2.Upon a reasonable and clear factual basis, responsibility to report possible violations of
the PMP Code of Professional Conduct by individuals in the field of project management.
3.Responsibility to cooperate with PMI concerning ethics violations and the collection of
related information.
4.Responsibility to disclose to clients, customers, owners or contractors, significant circumstances
that could be construed as a conflict of interest or an appearance of impropriety.
B.Candidate/Certificant Professional Practice
1.Responsibility to provide accurate, truthful advertising and representations concerning
qualifications, experience and performance of services.

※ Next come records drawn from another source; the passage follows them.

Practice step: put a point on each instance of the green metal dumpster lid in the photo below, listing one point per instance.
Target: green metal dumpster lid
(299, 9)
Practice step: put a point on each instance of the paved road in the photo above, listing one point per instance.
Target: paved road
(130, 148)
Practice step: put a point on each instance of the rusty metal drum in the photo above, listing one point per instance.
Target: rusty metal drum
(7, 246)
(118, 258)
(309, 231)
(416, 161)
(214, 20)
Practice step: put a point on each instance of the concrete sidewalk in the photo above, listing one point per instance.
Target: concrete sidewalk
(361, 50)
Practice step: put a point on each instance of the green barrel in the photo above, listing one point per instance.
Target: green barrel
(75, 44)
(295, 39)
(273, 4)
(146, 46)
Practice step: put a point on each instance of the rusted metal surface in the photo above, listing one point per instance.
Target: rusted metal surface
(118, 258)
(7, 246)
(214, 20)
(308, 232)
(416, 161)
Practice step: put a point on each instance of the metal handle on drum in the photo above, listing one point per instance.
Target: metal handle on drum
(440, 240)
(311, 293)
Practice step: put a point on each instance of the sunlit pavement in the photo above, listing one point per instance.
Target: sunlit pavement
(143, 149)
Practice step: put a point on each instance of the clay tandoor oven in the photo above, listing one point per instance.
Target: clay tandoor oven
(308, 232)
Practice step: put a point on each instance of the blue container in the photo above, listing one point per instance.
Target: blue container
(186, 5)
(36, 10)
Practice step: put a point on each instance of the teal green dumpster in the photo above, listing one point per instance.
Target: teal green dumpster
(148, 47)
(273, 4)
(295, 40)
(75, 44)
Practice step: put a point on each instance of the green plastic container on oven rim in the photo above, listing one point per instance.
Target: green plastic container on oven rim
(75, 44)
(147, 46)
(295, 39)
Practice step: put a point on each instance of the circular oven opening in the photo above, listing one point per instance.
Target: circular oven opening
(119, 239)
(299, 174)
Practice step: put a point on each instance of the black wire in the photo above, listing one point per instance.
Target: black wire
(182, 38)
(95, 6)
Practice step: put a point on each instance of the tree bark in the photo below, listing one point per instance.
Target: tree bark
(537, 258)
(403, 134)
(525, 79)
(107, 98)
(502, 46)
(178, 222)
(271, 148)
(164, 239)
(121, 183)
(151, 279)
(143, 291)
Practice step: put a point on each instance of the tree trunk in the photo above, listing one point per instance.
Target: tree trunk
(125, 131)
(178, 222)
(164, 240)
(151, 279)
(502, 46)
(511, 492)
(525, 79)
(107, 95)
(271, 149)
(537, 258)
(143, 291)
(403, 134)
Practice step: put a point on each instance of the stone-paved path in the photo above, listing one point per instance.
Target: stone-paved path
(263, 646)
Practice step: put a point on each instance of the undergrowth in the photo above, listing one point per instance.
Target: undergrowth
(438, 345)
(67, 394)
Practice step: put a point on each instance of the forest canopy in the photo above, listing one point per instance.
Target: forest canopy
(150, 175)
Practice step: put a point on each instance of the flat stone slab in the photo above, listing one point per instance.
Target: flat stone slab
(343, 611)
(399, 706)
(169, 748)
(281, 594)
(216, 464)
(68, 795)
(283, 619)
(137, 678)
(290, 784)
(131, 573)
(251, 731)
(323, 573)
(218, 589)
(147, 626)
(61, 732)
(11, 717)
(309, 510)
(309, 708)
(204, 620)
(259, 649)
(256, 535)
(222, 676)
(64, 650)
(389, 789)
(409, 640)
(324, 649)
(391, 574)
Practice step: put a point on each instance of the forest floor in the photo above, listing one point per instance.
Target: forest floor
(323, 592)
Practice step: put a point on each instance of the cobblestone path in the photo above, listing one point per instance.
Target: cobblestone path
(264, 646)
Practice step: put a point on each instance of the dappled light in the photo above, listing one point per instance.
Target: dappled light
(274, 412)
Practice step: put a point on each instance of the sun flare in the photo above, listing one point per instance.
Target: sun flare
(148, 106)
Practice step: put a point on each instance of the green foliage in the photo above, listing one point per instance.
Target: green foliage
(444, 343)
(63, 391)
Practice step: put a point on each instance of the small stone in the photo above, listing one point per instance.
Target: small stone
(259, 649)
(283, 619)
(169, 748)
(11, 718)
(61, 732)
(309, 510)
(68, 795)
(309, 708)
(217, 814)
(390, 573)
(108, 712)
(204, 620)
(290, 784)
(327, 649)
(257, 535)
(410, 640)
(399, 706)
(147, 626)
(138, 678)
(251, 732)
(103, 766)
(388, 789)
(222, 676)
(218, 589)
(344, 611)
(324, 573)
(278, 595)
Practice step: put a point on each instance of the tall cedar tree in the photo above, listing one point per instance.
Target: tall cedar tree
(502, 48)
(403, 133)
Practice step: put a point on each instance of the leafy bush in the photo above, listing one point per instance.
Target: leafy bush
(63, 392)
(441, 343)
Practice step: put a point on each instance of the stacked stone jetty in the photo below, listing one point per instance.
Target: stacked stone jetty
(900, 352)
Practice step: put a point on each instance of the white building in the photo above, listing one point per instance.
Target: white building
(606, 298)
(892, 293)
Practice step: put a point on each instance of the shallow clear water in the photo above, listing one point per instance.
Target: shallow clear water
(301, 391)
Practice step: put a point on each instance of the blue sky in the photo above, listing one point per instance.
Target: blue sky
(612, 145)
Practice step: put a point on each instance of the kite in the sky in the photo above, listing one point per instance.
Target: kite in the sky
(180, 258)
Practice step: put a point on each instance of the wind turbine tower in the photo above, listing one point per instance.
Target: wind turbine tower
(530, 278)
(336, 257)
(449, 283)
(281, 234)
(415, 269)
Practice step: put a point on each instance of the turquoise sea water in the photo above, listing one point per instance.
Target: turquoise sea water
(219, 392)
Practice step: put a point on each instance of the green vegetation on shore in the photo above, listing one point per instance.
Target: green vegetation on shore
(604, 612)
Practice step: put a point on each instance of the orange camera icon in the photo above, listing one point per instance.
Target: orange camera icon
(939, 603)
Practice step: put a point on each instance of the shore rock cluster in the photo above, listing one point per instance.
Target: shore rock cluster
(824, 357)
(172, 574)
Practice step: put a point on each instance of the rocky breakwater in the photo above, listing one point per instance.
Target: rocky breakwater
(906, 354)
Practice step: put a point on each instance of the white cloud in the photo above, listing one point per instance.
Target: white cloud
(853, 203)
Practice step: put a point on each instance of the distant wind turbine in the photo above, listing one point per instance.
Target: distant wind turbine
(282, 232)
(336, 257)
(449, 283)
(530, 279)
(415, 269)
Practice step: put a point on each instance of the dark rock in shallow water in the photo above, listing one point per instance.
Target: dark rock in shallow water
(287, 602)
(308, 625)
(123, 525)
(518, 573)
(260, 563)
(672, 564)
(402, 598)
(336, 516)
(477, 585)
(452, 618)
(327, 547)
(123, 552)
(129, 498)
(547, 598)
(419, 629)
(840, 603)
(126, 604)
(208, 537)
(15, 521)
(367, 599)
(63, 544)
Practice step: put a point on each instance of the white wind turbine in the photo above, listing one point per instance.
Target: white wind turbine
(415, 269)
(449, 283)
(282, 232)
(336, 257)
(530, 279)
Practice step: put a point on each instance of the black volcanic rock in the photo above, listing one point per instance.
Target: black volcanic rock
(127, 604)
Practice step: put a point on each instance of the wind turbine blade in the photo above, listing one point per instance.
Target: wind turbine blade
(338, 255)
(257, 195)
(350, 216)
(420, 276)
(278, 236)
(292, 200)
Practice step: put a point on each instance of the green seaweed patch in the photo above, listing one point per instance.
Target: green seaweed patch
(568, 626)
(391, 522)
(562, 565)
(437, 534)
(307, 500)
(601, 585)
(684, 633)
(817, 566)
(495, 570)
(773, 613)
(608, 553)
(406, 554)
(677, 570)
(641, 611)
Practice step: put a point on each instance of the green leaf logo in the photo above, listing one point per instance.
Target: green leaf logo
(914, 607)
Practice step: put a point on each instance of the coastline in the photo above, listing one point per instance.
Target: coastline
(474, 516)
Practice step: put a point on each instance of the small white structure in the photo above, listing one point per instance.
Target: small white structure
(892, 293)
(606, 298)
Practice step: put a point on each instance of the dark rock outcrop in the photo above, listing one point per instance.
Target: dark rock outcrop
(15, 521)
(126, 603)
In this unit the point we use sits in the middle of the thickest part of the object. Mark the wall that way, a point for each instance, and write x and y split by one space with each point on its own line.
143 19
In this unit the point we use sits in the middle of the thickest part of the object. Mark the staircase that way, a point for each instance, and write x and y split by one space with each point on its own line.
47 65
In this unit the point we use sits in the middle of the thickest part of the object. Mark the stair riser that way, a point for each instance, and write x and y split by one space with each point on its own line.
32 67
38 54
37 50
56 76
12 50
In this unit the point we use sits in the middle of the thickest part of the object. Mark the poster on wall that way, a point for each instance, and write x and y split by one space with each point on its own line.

2.Responsibility to comply with laws, regulations and ethical standards governing professional
practice in the state/province and/or country when providing project management services.
C.Advancement of the Profession
1.Responsibility to recognize and respect intellectual property developed or owned by others,
and to otherwise act in an accurate, truthful and complete manner, including all activities
related to professional work and research.
2.Responsibility to support and disseminate the PMP Code of Professional Conduct to
other PMI certificants.

II. Responsibilities to Customers and the Public 
A.Qualifications, experience and performance of professional services 
1.Responsibility to provide accurate and truthful representations to the public in advertising,
public statements and in the preparation of estimates concerning costs, services and
expected results.
2.Responsibility to maintain and satisfy the scope and objectives of professional services,
unless otherwise directed by the customer.
3.Responsibility to maintain and respect the confidentiality of sensitive information obtained
in the course of professional activities or otherwise where a clear obligation exists.
B.Conflict of interest situations and other prohibited professional conduct
1.Responsibility to ensure that a conflict of interest does not compromise legitimate interests
of a client or customer, or influence/interfere with professional judgments.
2.Responsibility to refrain from offering or accepting inappropriate  payments, gifts or
other forms of compensation for personal gain, unless in conformity with applicable
laws or customs of the country where project management services are being provided.